South coast spider orchid

Scientific classification
- Kingdom: Plantae
- Clade: Tracheophytes
- Clade: Angiosperms
- Clade: Monocots
- Order: Asparagales
- Family: Orchidaceae
- Subfamily: Orchidoideae
- Tribe: Diurideae
- Genus: Caladenia
- Species: C. meridionalis
- Binomial name: Caladenia meridionalis Hopper & A.P.Br.
- Synonyms: Calonemorchis meridionalis (Hopper & A.P.Br.) D.L.Jones & M.A.Clem.; Calonema meridionale (Hopper & A.P.Br.) D.L.Jones & M.A.Clem.; Jonesiopsis meridionalis (Hopper & A.P.Br.) D.L.Jones & M.A.Clem.;

= Caladenia meridionalis =

- Genus: Caladenia
- Species: meridionalis
- Authority: Hopper & A.P.Br.
- Synonyms: Calonemorchis meridionalis (Hopper & A.P.Br.) D.L.Jones & M.A.Clem., Calonema meridionale (Hopper & A.P.Br.) D.L.Jones & M.A.Clem., Jonesiopsis meridionalis (Hopper & A.P.Br.) D.L.Jones & M.A.Clem.

Species of orchid

Caladenia meridionalis, commonly known as the south coast spider orchid, is a species of orchid endemic to the south-west of Western Australia. It is an early-flowering orchid with a single erect, hairy leaf and one or two white flowers with long, drooping lateral sepals and petals.

== Description ==
Caladenia meridionalis is a terrestrial, perennial, deciduous, herb with an underground tuber and a single erect, hairy leaf, 100-130 mm long and 4-12 mm wide. One or two white to cream-coloured flowers 100-150 mm long and 60-100 mm wide are borne on a stalk 150-250 mm tall. The sepals and petals have dark reddish-brown, drooping, thread-like tips. The dorsal sepal is erect, 55-80 mm long, 2-3 mm wide and the lateral sepals are a similar length but slightly wider. The lateral sepals spread widely near their bases then hang. The petals are 50-70 mm long and 2-3 mm wide and arranged like the lateral sepals. The labellum is 12-17 mm long and 6-10 mm wide, white with red stripes, spots and blotches and the tip is curled under. The sides of the labellum have short, irregular serrations and there are six to twelve creamy-yellow, anvil-shaped calli with pink markings, in two rows along the centre. Flowering occurs from July to August.

== Taxonomy and naming ==
Caladenia meridionalis was first described in 2001 by Stephen Hopper and Andrew Phillip Brown and the description was published in Nuytsia. The specific epithet (meridionalis) is a Latin words meaning "southern" referring to the distribution of this species on the south coast.

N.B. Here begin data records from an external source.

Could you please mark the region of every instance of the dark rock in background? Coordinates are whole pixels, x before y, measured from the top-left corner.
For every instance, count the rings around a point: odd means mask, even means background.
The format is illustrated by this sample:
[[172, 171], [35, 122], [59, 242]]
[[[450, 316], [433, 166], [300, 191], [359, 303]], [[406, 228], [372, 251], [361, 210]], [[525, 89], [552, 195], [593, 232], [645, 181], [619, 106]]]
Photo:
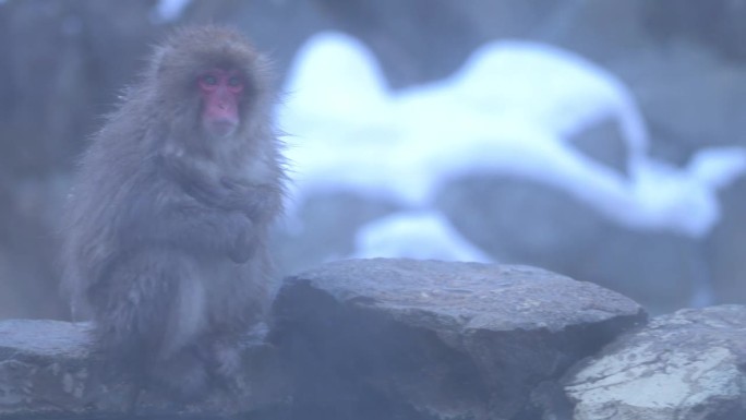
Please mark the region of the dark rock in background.
[[401, 209], [386, 200], [349, 191], [317, 193], [297, 204], [275, 232], [275, 254], [282, 275], [350, 255], [360, 227]]
[[350, 260], [289, 278], [273, 341], [303, 419], [533, 419], [642, 309], [542, 269]]
[[[269, 343], [248, 337], [238, 394], [184, 405], [147, 388], [135, 413], [568, 419], [560, 377], [647, 317], [616, 292], [539, 268], [383, 259], [288, 278], [273, 312]], [[125, 413], [135, 385], [100, 374], [89, 329], [0, 322], [0, 418]]]
[[[131, 410], [132, 383], [103, 372], [91, 350], [92, 326], [61, 321], [0, 322], [0, 419], [121, 418]], [[251, 337], [248, 337], [251, 338]], [[270, 346], [248, 340], [240, 399], [216, 392], [200, 404], [177, 405], [149, 389], [135, 415], [225, 418], [236, 412], [269, 416], [287, 404], [287, 383]], [[250, 374], [249, 374], [250, 372]]]
[[[272, 53], [278, 83], [303, 41], [325, 29], [359, 37], [381, 60], [392, 88], [445, 77], [474, 48], [493, 39], [549, 43], [602, 65], [629, 87], [648, 122], [653, 156], [685, 165], [701, 147], [746, 144], [742, 135], [746, 132], [742, 1], [194, 0], [173, 22], [156, 19], [156, 7], [154, 0], [0, 2], [0, 319], [68, 316], [56, 291], [53, 261], [56, 225], [74, 157], [98, 128], [99, 116], [112, 108], [117, 92], [142, 67], [148, 45], [176, 24], [218, 22], [241, 27]], [[612, 139], [613, 132], [590, 128], [573, 141], [619, 168], [625, 152]], [[488, 245], [506, 261], [530, 262], [628, 290], [631, 296], [650, 296], [641, 301], [660, 307], [657, 311], [687, 304], [701, 281], [714, 289], [718, 302], [746, 302], [746, 289], [739, 286], [741, 250], [746, 247], [746, 236], [739, 233], [746, 217], [739, 211], [746, 206], [741, 190], [733, 185], [723, 194], [724, 219], [701, 243], [670, 233], [624, 231], [593, 215], [571, 221], [552, 216], [554, 207], [529, 208], [519, 201], [512, 208], [534, 214], [525, 220], [538, 225], [522, 226], [518, 232], [508, 229], [492, 239], [515, 243]], [[533, 196], [544, 193], [550, 197]], [[554, 206], [565, 200], [541, 188], [521, 194], [526, 195], [521, 201], [531, 206]], [[373, 208], [360, 223], [378, 214], [378, 203], [345, 203], [349, 202], [329, 202], [335, 208], [330, 213]], [[591, 213], [581, 203], [560, 204], [564, 207]], [[489, 216], [484, 209], [473, 212]], [[471, 221], [453, 220], [465, 235], [474, 230], [465, 228]], [[320, 225], [334, 226], [335, 221]], [[284, 273], [346, 251], [357, 228], [358, 220], [352, 221], [339, 226], [334, 240], [325, 240], [328, 229], [282, 239], [286, 244], [304, 244], [278, 251]], [[592, 242], [607, 228], [610, 238], [618, 239], [607, 247]], [[541, 238], [527, 241], [537, 235]], [[532, 243], [539, 248], [525, 249]], [[308, 244], [314, 247], [313, 252], [303, 251]], [[506, 253], [506, 249], [513, 251]], [[586, 250], [606, 253], [583, 260]], [[638, 256], [646, 260], [628, 263]], [[663, 299], [660, 304], [659, 298]]]
[[564, 382], [575, 420], [746, 418], [746, 307], [682, 310], [618, 337]]
[[437, 207], [496, 261], [541, 265], [631, 297], [653, 312], [691, 303], [708, 277], [693, 239], [626, 229], [579, 199], [509, 176], [448, 183]]

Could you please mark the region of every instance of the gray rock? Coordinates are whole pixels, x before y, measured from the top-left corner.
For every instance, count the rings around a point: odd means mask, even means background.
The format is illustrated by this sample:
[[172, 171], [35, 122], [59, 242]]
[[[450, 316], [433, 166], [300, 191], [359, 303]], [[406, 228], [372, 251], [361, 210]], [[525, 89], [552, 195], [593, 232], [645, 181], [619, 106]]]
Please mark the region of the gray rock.
[[[80, 418], [130, 412], [136, 388], [110, 375], [91, 352], [91, 325], [60, 321], [0, 322], [0, 418]], [[176, 405], [157, 389], [139, 395], [134, 413], [218, 418], [237, 412], [257, 416], [282, 410], [287, 387], [276, 352], [250, 340], [236, 398], [217, 391], [204, 401]]]
[[289, 278], [275, 315], [303, 419], [560, 412], [565, 369], [646, 319], [625, 297], [538, 268], [383, 259]]
[[437, 207], [495, 261], [593, 281], [654, 313], [688, 307], [707, 288], [697, 241], [619, 226], [544, 183], [498, 175], [462, 177], [438, 192]]
[[290, 275], [350, 255], [360, 227], [400, 208], [392, 201], [366, 199], [352, 192], [310, 195], [274, 230], [273, 245], [280, 274]]
[[575, 420], [746, 418], [746, 307], [653, 319], [574, 368]]

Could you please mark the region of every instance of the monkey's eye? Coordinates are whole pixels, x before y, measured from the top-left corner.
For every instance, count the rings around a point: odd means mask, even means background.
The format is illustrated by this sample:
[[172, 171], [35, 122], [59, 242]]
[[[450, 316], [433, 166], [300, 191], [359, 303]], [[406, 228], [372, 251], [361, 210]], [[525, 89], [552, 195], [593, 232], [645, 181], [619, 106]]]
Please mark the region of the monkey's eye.
[[212, 74], [205, 74], [202, 76], [202, 83], [208, 86], [215, 86], [217, 84], [217, 77]]
[[230, 86], [240, 86], [241, 85], [241, 77], [239, 76], [231, 76], [228, 79], [228, 85]]

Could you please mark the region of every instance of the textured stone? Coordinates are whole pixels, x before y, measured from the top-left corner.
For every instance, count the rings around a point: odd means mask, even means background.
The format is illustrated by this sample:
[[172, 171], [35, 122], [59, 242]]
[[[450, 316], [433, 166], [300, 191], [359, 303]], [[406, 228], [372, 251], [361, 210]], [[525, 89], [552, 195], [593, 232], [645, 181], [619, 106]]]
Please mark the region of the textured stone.
[[746, 307], [653, 319], [575, 368], [575, 420], [746, 418]]
[[564, 370], [646, 317], [618, 293], [538, 268], [383, 259], [294, 276], [275, 312], [308, 419], [557, 412], [562, 401], [548, 401]]

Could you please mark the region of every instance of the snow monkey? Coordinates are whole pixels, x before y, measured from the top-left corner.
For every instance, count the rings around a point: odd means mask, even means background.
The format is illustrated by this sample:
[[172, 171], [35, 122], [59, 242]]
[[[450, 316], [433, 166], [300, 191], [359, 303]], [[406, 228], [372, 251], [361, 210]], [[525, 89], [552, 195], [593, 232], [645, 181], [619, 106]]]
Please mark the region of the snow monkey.
[[195, 398], [230, 381], [268, 309], [285, 181], [270, 84], [234, 29], [178, 29], [82, 157], [63, 288], [107, 362], [143, 386]]

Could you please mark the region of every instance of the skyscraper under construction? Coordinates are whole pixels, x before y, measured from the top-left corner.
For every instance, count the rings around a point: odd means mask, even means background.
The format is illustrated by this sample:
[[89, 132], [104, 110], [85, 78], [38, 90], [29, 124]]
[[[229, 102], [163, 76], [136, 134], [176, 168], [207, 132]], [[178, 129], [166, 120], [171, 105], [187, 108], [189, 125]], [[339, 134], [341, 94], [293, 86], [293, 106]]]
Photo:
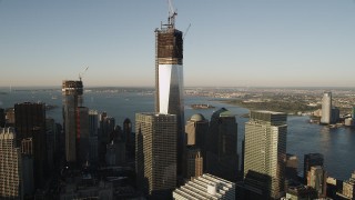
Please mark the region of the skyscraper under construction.
[[183, 34], [175, 29], [176, 12], [170, 9], [168, 23], [155, 30], [155, 112], [176, 114], [178, 173], [182, 172], [184, 148]]

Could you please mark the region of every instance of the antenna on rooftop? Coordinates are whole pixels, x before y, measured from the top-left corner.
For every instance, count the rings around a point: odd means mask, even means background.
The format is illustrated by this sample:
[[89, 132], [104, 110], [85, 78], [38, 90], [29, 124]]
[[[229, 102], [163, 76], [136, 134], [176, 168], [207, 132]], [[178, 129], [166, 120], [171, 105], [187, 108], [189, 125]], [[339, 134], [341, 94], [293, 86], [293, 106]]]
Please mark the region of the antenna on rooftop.
[[169, 3], [169, 17], [168, 17], [168, 26], [170, 28], [175, 28], [175, 17], [178, 16], [178, 10], [174, 9], [172, 0], [168, 0]]

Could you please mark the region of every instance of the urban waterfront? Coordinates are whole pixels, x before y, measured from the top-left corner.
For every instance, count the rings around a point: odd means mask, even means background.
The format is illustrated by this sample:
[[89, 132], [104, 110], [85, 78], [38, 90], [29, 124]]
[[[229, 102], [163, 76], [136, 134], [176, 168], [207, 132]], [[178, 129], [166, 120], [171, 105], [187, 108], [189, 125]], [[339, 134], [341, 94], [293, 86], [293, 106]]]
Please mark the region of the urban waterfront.
[[[44, 102], [53, 106], [47, 111], [47, 117], [62, 123], [62, 97], [59, 89], [12, 89], [1, 88], [0, 108], [11, 108], [19, 102]], [[106, 111], [108, 116], [115, 119], [116, 124], [122, 126], [125, 118], [134, 121], [136, 112], [152, 112], [154, 110], [154, 96], [152, 90], [139, 89], [95, 89], [84, 92], [84, 106], [98, 111]], [[213, 109], [194, 110], [190, 104], [205, 103]], [[244, 123], [248, 112], [245, 108], [226, 104], [217, 99], [209, 97], [185, 97], [185, 119], [194, 113], [202, 113], [210, 120], [213, 111], [226, 108], [236, 114], [239, 123], [237, 152], [241, 154], [242, 140], [244, 137]], [[355, 129], [328, 128], [308, 123], [308, 117], [288, 116], [287, 118], [287, 152], [298, 157], [298, 173], [303, 172], [303, 154], [320, 152], [325, 158], [325, 169], [329, 177], [346, 180], [355, 169]], [[134, 123], [133, 123], [134, 126]], [[134, 129], [133, 129], [134, 130]]]

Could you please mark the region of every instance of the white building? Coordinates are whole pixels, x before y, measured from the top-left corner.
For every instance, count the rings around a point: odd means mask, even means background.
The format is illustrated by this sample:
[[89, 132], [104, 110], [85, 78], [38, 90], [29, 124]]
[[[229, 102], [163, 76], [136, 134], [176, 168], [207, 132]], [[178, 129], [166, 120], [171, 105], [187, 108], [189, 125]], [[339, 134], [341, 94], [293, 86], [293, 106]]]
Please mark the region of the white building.
[[235, 183], [204, 173], [173, 191], [173, 199], [235, 199]]

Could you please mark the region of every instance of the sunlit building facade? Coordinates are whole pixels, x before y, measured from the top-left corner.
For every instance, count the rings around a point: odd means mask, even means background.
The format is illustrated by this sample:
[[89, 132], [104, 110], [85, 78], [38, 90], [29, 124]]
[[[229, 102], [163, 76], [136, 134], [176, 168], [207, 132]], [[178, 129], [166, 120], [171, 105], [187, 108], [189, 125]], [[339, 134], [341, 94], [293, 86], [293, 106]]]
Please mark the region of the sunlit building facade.
[[21, 152], [13, 128], [0, 128], [0, 199], [21, 199]]
[[251, 111], [245, 122], [244, 182], [271, 199], [284, 194], [286, 120], [283, 112]]
[[332, 92], [323, 93], [322, 99], [322, 118], [321, 123], [328, 124], [332, 122]]
[[178, 173], [182, 172], [184, 149], [183, 33], [175, 29], [174, 16], [155, 30], [155, 112], [176, 114]]
[[65, 80], [62, 83], [63, 96], [63, 127], [65, 133], [65, 159], [77, 161], [78, 120], [77, 108], [83, 103], [82, 81]]

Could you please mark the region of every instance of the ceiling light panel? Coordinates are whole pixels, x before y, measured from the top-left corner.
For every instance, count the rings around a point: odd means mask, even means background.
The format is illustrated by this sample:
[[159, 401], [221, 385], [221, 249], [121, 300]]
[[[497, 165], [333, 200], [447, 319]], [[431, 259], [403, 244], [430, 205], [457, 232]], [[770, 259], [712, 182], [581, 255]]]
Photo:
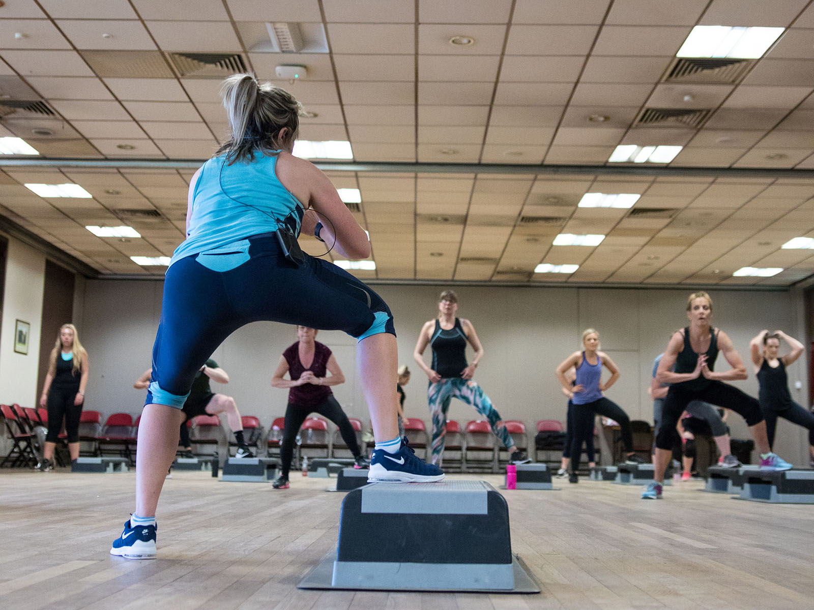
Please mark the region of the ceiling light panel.
[[763, 57], [784, 29], [697, 25], [693, 28], [676, 56], [756, 59]]

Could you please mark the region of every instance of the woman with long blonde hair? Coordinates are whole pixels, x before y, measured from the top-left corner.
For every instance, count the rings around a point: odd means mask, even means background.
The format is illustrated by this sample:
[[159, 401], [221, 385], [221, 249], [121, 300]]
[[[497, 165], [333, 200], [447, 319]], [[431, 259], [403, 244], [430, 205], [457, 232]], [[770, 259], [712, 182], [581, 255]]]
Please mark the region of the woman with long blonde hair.
[[38, 470], [46, 472], [54, 468], [54, 448], [62, 430], [63, 419], [71, 461], [79, 457], [79, 420], [85, 403], [88, 371], [88, 352], [79, 342], [77, 327], [63, 324], [51, 350], [48, 373], [40, 396], [40, 407], [48, 409], [48, 434], [42, 461], [37, 464]]

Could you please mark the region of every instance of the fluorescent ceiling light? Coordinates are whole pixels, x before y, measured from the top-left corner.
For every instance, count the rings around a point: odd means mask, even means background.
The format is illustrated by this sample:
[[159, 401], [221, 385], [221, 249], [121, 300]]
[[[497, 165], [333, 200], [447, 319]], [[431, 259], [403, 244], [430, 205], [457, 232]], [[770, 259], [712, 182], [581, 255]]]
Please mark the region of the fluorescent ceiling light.
[[25, 188], [32, 190], [40, 197], [73, 197], [81, 199], [90, 199], [92, 194], [79, 185], [39, 185], [27, 184]]
[[0, 155], [39, 155], [22, 137], [0, 137]]
[[534, 268], [535, 273], [573, 273], [580, 268], [580, 265], [553, 265], [549, 263], [540, 263]]
[[343, 269], [373, 271], [376, 268], [376, 264], [372, 260], [335, 260], [334, 264], [337, 267], [341, 267]]
[[168, 267], [168, 256], [131, 256], [130, 260], [142, 267]]
[[604, 235], [575, 235], [561, 233], [554, 237], [554, 246], [598, 246], [605, 239]]
[[604, 193], [586, 193], [580, 200], [580, 207], [632, 207], [641, 195], [632, 193], [606, 194]]
[[764, 268], [758, 267], [742, 267], [732, 275], [735, 277], [771, 277], [772, 276], [777, 275], [782, 270], [782, 267], [766, 267]]
[[616, 146], [610, 163], [668, 163], [676, 158], [684, 146], [637, 146], [635, 144], [625, 144]]
[[353, 159], [351, 143], [339, 140], [297, 140], [294, 142], [293, 154], [295, 157], [300, 159]]
[[141, 233], [133, 227], [99, 227], [89, 224], [85, 227], [97, 237], [140, 237]]
[[784, 250], [814, 250], [814, 237], [794, 237], [780, 247]]
[[696, 25], [676, 56], [756, 59], [763, 57], [784, 29]]
[[337, 189], [336, 192], [345, 203], [361, 203], [361, 193], [358, 189]]

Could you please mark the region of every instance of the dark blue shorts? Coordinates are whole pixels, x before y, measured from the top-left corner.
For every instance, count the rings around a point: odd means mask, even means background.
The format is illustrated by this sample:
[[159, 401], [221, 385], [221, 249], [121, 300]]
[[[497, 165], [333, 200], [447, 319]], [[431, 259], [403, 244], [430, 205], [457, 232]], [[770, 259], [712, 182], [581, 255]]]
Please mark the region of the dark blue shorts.
[[[234, 247], [232, 247], [234, 246]], [[182, 408], [195, 373], [232, 333], [260, 320], [395, 335], [387, 303], [332, 263], [289, 263], [274, 233], [192, 255], [167, 270], [146, 404]]]

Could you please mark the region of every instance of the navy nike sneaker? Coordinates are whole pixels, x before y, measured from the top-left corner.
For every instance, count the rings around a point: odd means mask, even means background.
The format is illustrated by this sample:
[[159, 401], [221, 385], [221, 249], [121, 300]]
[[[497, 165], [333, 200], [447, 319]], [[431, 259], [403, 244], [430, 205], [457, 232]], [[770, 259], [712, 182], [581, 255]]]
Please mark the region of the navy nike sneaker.
[[125, 522], [125, 531], [113, 541], [110, 554], [125, 559], [155, 559], [155, 531], [158, 525], [136, 525]]
[[443, 478], [444, 471], [416, 457], [406, 438], [397, 453], [375, 449], [370, 455], [369, 483], [433, 483]]

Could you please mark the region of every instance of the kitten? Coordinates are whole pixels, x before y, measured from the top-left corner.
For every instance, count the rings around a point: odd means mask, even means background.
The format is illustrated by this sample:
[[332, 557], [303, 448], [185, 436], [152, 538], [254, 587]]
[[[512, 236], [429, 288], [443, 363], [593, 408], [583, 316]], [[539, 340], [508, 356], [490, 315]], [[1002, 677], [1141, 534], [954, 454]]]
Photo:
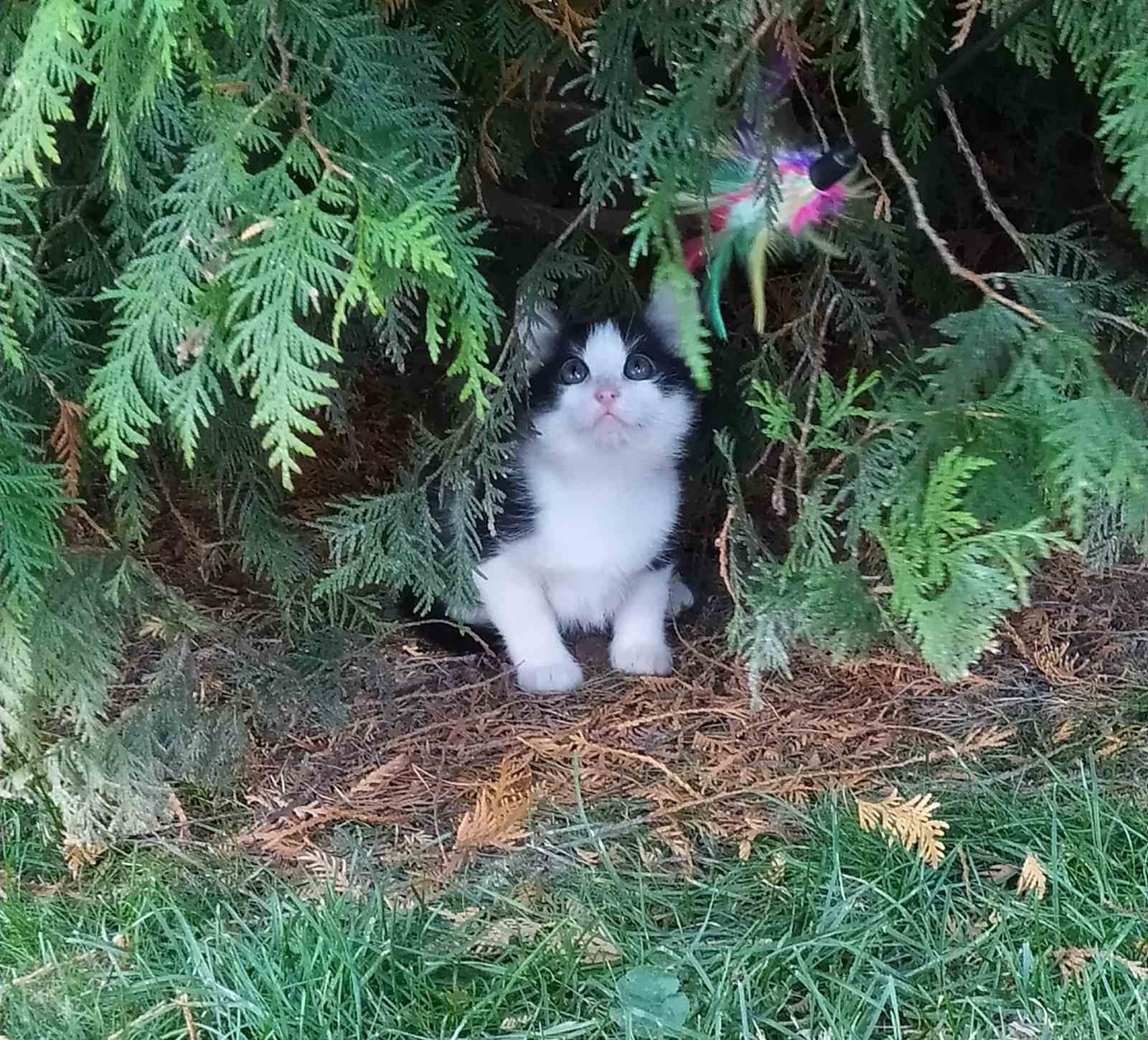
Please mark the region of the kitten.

== Distribution and habitat ==
The south coast spider orchid occurs between Windy Harbour and Albany in the Warren biogeographic region where it grows in shrubland in consolidated sand dunes.

==Conservation==
Caladenia meridionalis is classified as "not threatened" by the Western Australian Government Department of Parks and Wildlife.